L’abolition du travail des enfants serait rentable

samedi 19 janvier 2008.
 

Un enfant sur six dans le monde travaille, au détriment de sa scolarisation et – pour la plupart d’entre eux – au péril de leur santé. Parmi les 246 millions d’enfants âgés de 5 à 17 ans concernés, 179 millions sont en effet exposés aux pires formes de travail, selon l’Organisation internationale du travail (OIT). « La grande majorité de ces enfants aident leurs parents aux champs. Leur journée de labeur excède souvent les 12 heures et leur tâche peut s’avérer dangereuse avec l’emploi de certains outils ou en manipulant des pesticides. Les autres enfants exposés au pires formes de travail sont employés sur des chantiers ou dans des mines. Ceux qui se prostituent ou dont on a vendu la force de travail pour rembourser une dette sont environ 10 millions à travers le monde », détaille Frank Hagemann, analyste politique pour le Programme international pour l’abolition du travail des enfants de l’OIT.

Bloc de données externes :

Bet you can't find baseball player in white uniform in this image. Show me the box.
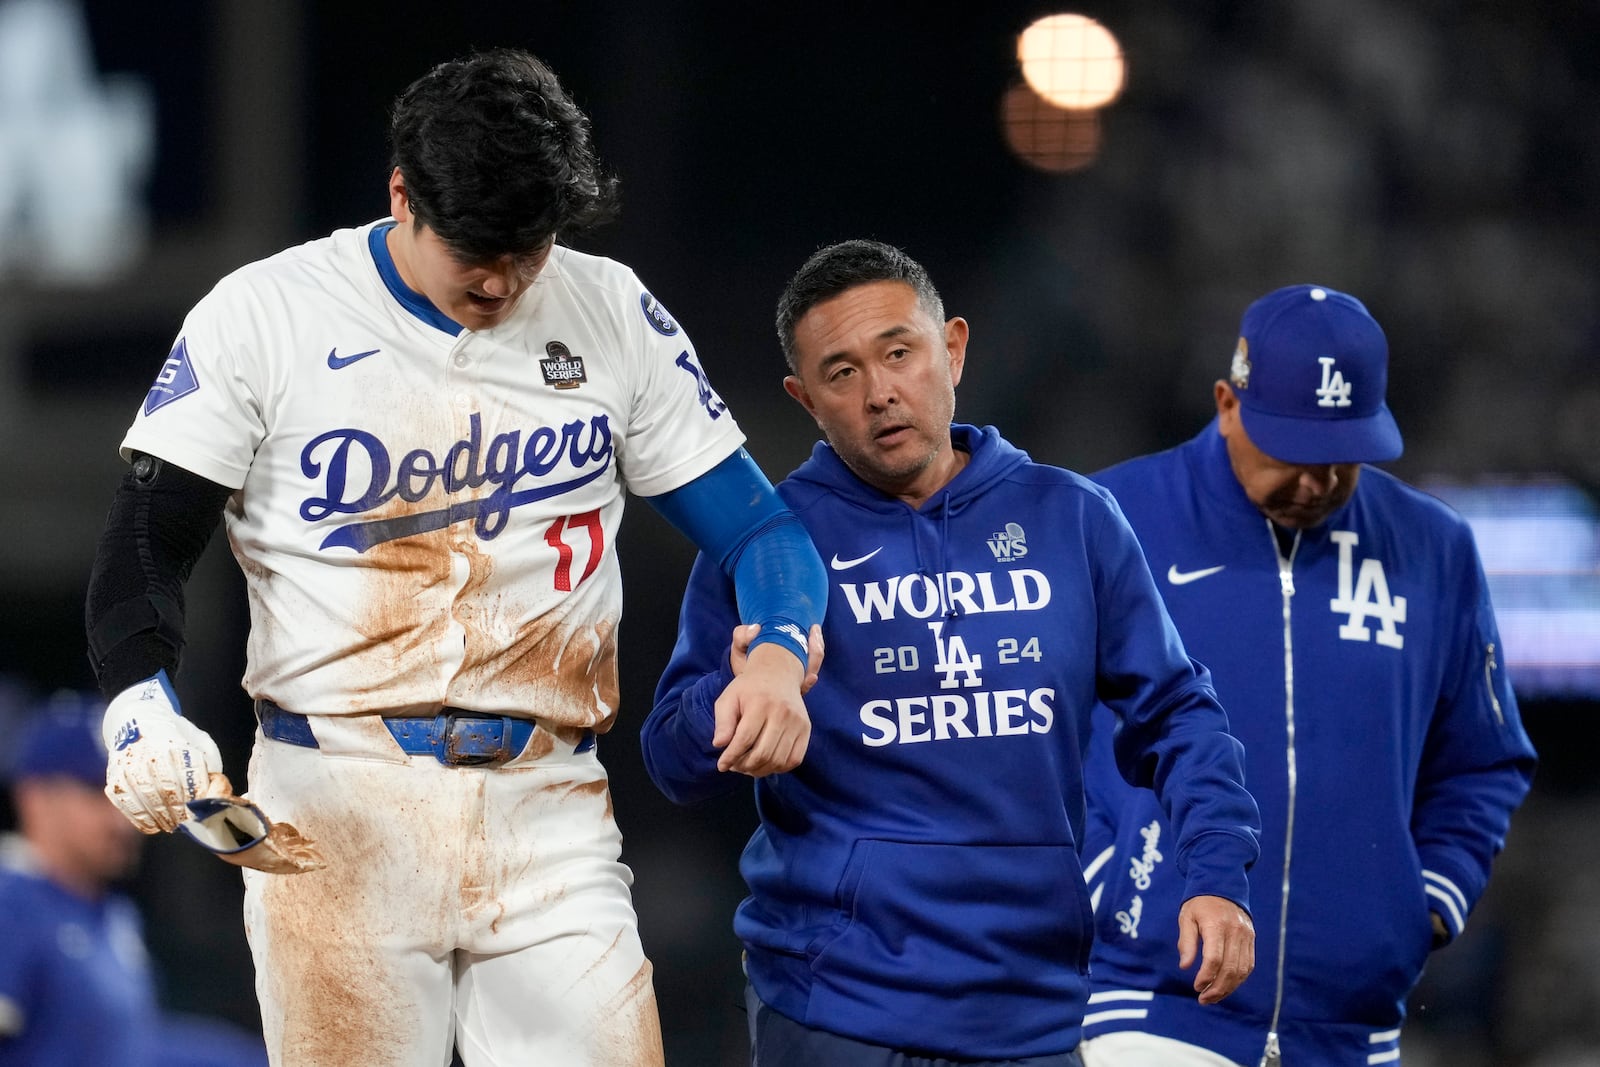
[83,49,827,1066]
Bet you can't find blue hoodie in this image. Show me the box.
[1082,423,1537,1066]
[644,424,1261,1059]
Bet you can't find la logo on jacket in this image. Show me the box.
[1329,531,1406,649]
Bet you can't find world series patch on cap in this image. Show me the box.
[1229,284,1404,465]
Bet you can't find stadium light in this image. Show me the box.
[1017,13,1126,111]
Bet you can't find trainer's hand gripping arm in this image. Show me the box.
[646,449,828,777]
[730,622,824,695]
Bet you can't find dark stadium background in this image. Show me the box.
[0,2,1596,1063]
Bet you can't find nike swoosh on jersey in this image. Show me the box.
[830,547,884,570]
[327,347,381,369]
[1167,564,1226,585]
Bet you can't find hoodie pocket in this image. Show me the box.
[809,839,1095,993]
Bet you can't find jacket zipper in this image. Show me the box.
[1260,521,1299,1067]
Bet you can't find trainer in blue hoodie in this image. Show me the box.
[643,240,1263,1066]
[1079,285,1538,1067]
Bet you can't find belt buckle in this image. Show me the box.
[433,712,512,767]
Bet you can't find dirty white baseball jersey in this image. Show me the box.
[121,220,745,726]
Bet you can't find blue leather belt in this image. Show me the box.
[255,700,594,766]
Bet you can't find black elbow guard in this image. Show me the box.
[85,454,233,695]
[87,592,187,676]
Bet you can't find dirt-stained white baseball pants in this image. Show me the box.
[240,718,663,1066]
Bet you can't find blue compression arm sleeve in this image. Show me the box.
[646,449,826,668]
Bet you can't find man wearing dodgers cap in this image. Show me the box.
[1223,285,1402,514]
[0,690,159,1065]
[0,689,269,1066]
[1077,285,1537,1066]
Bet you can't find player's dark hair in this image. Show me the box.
[774,239,946,373]
[388,48,620,262]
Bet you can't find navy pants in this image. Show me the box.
[746,985,1085,1067]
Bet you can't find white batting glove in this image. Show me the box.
[101,671,223,834]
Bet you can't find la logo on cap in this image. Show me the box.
[1230,283,1403,464]
[1315,356,1353,408]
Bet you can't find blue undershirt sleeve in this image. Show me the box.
[644,449,826,668]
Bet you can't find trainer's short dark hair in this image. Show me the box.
[775,239,945,373]
[389,48,620,262]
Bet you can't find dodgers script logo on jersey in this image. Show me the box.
[299,411,615,553]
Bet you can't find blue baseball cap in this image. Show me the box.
[1228,284,1403,464]
[7,691,108,788]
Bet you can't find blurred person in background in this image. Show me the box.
[1079,285,1538,1067]
[0,686,267,1066]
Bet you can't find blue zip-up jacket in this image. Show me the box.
[1082,423,1537,1067]
[644,424,1261,1060]
[0,837,158,1067]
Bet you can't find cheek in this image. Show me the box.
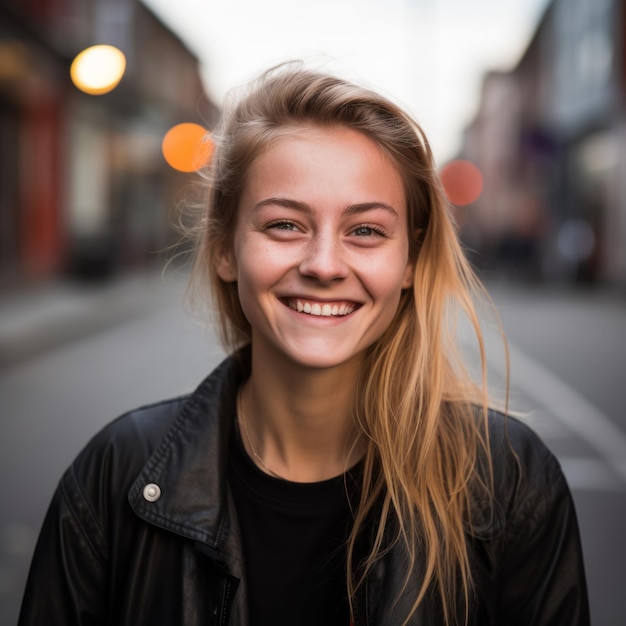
[234,249,279,317]
[235,276,263,331]
[237,244,278,285]
[369,251,412,293]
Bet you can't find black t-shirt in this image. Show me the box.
[229,424,361,626]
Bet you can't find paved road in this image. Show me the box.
[1,274,624,624]
[488,280,626,626]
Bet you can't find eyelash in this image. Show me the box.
[351,224,387,237]
[266,220,299,231]
[265,221,387,237]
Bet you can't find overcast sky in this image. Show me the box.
[143,0,549,162]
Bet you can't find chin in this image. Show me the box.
[282,345,366,372]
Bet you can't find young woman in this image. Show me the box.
[19,65,589,625]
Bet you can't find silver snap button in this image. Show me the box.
[143,483,161,502]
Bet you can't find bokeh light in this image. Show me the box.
[440,159,484,206]
[161,123,213,172]
[70,45,126,95]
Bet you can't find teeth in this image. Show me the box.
[289,299,355,317]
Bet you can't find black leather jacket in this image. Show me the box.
[19,356,589,625]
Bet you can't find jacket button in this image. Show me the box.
[143,483,161,502]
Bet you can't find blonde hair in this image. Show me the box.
[190,63,501,625]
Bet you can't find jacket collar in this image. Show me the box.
[128,355,246,552]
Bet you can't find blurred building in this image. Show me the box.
[459,0,626,286]
[0,0,218,286]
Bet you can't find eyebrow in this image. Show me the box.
[253,197,400,218]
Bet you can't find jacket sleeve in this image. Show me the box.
[18,464,108,626]
[496,433,590,625]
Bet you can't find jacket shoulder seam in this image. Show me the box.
[60,464,108,566]
[112,394,191,424]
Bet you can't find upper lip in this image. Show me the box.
[279,295,361,305]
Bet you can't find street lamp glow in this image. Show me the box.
[70,45,126,95]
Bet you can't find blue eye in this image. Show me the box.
[353,225,385,237]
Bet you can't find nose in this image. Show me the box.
[298,232,348,283]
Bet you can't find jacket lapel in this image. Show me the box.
[128,357,243,551]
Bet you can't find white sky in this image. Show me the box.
[143,0,549,162]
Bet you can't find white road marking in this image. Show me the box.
[557,457,624,492]
[507,341,626,485]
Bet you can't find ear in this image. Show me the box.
[401,228,423,289]
[215,247,238,283]
[401,259,415,289]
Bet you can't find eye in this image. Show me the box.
[351,224,387,237]
[266,220,300,232]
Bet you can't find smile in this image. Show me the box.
[286,298,358,317]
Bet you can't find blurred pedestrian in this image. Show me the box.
[18,63,589,625]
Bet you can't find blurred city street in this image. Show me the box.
[2,0,626,623]
[0,271,624,624]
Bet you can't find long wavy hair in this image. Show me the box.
[189,63,502,625]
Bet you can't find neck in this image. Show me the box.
[239,347,365,482]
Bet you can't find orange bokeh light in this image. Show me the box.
[162,123,213,172]
[440,159,484,206]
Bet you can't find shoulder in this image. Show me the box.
[57,395,193,535]
[42,395,190,564]
[472,413,590,624]
[477,409,573,538]
[69,394,190,486]
[468,409,570,539]
[485,410,565,494]
[64,354,243,504]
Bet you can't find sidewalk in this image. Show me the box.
[0,270,177,370]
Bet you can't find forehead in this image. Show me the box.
[241,125,406,206]
[253,123,390,165]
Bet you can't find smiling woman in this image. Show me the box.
[19,64,589,626]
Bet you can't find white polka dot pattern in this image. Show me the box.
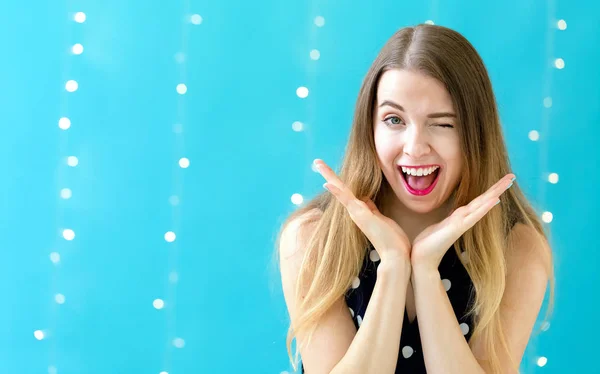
[442,278,452,291]
[369,249,380,262]
[344,244,474,372]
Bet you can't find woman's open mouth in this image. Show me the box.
[398,165,441,196]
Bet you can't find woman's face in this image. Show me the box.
[373,69,463,214]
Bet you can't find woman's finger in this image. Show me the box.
[316,160,356,206]
[314,159,345,187]
[359,198,376,212]
[322,181,370,220]
[323,182,342,196]
[323,183,373,226]
[467,174,514,212]
[318,160,384,241]
[464,195,502,229]
[484,174,514,200]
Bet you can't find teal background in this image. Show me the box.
[0,1,597,373]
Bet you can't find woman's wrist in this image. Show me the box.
[378,253,412,279]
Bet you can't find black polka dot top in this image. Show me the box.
[343,243,475,373]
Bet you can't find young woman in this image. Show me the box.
[277,24,554,374]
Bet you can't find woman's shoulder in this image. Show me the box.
[279,208,323,259]
[286,208,323,236]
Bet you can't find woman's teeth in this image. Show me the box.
[401,165,440,176]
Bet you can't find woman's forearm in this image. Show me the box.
[331,257,411,374]
[411,265,484,374]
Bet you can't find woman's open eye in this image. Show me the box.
[383,116,404,127]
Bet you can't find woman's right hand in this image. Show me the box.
[314,159,411,263]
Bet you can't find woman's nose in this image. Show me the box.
[403,128,431,159]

L’organisation onusienne estime que le travail des enfants pourrait être éliminé d’ici moins de vingt ans, soit une génération. Obligation morale, l’abolition serait également très rentable. Dans un rapport présenté le mardi 3 février, l’OIT a calculé que l’élimination du travail des enfants et leur envoi à l’école généreraient à terme sept fois plus de bénéfices que de coûts pour les pays en voie de développement.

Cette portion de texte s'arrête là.